Naquela vez, o Blur abandonou algumas referências e influências óbvias do que se fazia na Inglaterra na época (Stone Roses era a referência principal) em favor da retomada de elementos mais clássicos do rock inglês somados a um senso para melodia pop incomum e uma grande dose de criatividade e ironia. Essa nova linguagem, a partir de Modern Life Is Rubbish, rendeu mais dois frutos exuberantes, Parklife e The Great Escape. Parklife, particularmente, estabeleceu um novo marco na música britânica, na época em que foi cunhado o rótulo Brit Pop, do qual o Blur era o principal expoente, e por conseqüência, a maior banda da Inglaterra. Era uma época que tudo dava certo para o Blur, a banda estava no seu auge criativo.

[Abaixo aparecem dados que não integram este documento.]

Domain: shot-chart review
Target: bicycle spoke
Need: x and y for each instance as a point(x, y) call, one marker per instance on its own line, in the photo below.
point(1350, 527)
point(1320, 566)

Qualquer idéia de música, mesmo a mais simples, era desenvolvida aos últimos detalhes, até que atingissem o posto de clássico, o que quase todas conseguiam. Com o álbum seguinte, The Great Escape, a banda levou os elementos que consagraram Parklife às últimas conseqüências, resultando num disco tão brilhante quanto seu predecessor. Acontece que na época de The Great Escape, os arqui-rivais do Oasis lançavam seu seu segundo disco, o irrepreensível (What's The Story) Morning Glory, que tomou o mundo todo de assalto. Diante do sucesso espetacular do Oasis, de uma hora para outra o som do Blur tinha se tornado ultrapassado, e completamente superado. Em 1996, um ano depois de seu lançamento, The Great Escape era considerado pelos críticos uma tentativa exagerada de igualar o sucesso de Parklife (os mesmos críticos que exultavam as qualidades do disco na época do lançamento). A mídia chegou a ponto de considerar The Great Escape um fracasso comercial (embora o disco tenha vendido na casa dos milhões no Reino Unido), na medida que falhou no mercado americano, ao contrário do Oasis. 

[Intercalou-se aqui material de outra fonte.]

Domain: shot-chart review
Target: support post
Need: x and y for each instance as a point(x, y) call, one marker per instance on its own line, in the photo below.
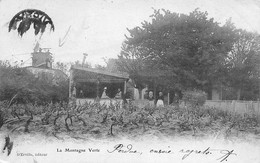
point(98, 88)
point(125, 87)
point(168, 96)
point(71, 83)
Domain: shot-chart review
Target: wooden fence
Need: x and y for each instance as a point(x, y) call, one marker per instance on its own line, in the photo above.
point(240, 107)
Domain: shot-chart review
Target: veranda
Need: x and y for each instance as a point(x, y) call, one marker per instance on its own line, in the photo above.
point(96, 86)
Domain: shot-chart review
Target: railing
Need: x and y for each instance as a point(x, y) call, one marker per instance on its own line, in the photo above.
point(240, 107)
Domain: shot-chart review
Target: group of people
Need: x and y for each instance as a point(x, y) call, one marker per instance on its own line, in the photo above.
point(117, 96)
point(159, 101)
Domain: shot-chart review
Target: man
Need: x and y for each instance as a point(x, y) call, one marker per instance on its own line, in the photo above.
point(151, 98)
point(160, 99)
point(104, 94)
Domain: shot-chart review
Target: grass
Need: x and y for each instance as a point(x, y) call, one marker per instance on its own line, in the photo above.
point(100, 121)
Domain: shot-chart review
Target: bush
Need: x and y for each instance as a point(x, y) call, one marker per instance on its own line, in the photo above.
point(194, 97)
point(18, 85)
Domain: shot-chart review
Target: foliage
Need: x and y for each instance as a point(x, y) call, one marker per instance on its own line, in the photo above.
point(18, 85)
point(28, 17)
point(194, 97)
point(188, 50)
point(243, 65)
point(102, 120)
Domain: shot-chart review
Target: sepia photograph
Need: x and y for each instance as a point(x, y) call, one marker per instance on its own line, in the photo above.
point(125, 81)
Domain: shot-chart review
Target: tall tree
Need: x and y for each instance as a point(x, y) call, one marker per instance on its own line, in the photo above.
point(244, 62)
point(191, 49)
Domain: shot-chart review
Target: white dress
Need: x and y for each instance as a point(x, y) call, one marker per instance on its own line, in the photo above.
point(160, 103)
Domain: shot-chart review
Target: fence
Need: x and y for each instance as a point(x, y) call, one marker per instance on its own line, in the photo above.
point(240, 107)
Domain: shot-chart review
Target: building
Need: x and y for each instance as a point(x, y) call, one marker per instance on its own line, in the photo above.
point(92, 85)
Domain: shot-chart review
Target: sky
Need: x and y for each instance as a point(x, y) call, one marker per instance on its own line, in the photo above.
point(98, 27)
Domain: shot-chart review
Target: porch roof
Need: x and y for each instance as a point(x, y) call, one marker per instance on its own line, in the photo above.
point(82, 74)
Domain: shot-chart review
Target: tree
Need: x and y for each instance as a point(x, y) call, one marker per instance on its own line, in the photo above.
point(131, 61)
point(243, 64)
point(190, 49)
point(27, 17)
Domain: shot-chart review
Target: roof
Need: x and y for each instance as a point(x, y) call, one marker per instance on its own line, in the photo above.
point(100, 72)
point(56, 72)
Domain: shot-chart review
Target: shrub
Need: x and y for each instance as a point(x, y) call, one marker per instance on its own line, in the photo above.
point(194, 97)
point(18, 85)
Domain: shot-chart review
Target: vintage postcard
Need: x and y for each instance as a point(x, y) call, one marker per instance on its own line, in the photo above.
point(160, 81)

Era hora então de uma nova reviravolta. A mídia alardeava que a banda viria com um disco de rock "americano". De fato, "Blur", o disco, realmente mostra as comentadas influências do Pavement, mas não é tão simples assim. 

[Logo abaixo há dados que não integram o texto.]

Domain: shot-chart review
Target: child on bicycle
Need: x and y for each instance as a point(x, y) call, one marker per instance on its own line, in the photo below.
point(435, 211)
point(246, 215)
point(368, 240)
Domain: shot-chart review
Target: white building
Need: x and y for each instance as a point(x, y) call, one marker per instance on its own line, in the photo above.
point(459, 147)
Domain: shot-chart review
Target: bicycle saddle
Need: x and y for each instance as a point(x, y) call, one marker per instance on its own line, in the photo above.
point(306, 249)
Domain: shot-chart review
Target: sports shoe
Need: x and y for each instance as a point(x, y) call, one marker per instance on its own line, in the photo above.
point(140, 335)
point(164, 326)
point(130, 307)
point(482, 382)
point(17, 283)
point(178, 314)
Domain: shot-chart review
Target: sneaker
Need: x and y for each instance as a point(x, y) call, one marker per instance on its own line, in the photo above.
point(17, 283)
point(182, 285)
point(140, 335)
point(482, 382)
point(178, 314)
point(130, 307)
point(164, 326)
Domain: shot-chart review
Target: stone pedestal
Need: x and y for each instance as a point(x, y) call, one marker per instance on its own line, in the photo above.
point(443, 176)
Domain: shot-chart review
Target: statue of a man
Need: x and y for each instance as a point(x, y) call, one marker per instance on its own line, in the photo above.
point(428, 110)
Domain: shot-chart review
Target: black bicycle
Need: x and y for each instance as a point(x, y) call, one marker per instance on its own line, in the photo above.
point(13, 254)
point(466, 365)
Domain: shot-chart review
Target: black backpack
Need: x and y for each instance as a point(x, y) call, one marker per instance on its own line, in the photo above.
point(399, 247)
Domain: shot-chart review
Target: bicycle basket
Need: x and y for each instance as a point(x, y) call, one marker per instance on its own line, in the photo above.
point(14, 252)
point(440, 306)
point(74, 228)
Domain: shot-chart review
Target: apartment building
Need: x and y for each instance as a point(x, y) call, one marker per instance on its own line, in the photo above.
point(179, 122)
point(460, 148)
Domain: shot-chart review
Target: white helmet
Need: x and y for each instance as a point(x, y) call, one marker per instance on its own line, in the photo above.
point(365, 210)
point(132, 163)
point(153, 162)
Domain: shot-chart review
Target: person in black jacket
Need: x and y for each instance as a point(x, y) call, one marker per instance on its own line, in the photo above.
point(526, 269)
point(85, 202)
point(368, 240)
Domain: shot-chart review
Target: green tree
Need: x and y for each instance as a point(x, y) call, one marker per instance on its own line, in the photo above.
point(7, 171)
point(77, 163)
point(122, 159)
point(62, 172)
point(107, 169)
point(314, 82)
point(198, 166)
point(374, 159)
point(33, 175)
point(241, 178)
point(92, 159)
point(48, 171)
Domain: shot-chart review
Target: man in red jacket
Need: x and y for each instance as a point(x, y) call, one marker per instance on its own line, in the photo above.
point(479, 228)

A primeira faixa parece uma irôncia resposta a quem dizia que o disco seria meramente um Blur americanizado. "Beetlebum" (que aliás, foi o primeiro single), não tem nada de americana. De início, um riff minimalista estranhíssimo de Graham Coxon (imagine aquela manobra de guitarra não convencional de Kurt Cobain em "Scentless Apprentice" que percorre todo o braço do instrumento). A música vai evoluindo numa melodia delicada, até chegar a um refrão estelar, meio Beatles, com toques de psicodelia e todo o requinte pop característico do Blur, a diferença é que desta vez, a guitarra é o instrumento que está em primeiro plano.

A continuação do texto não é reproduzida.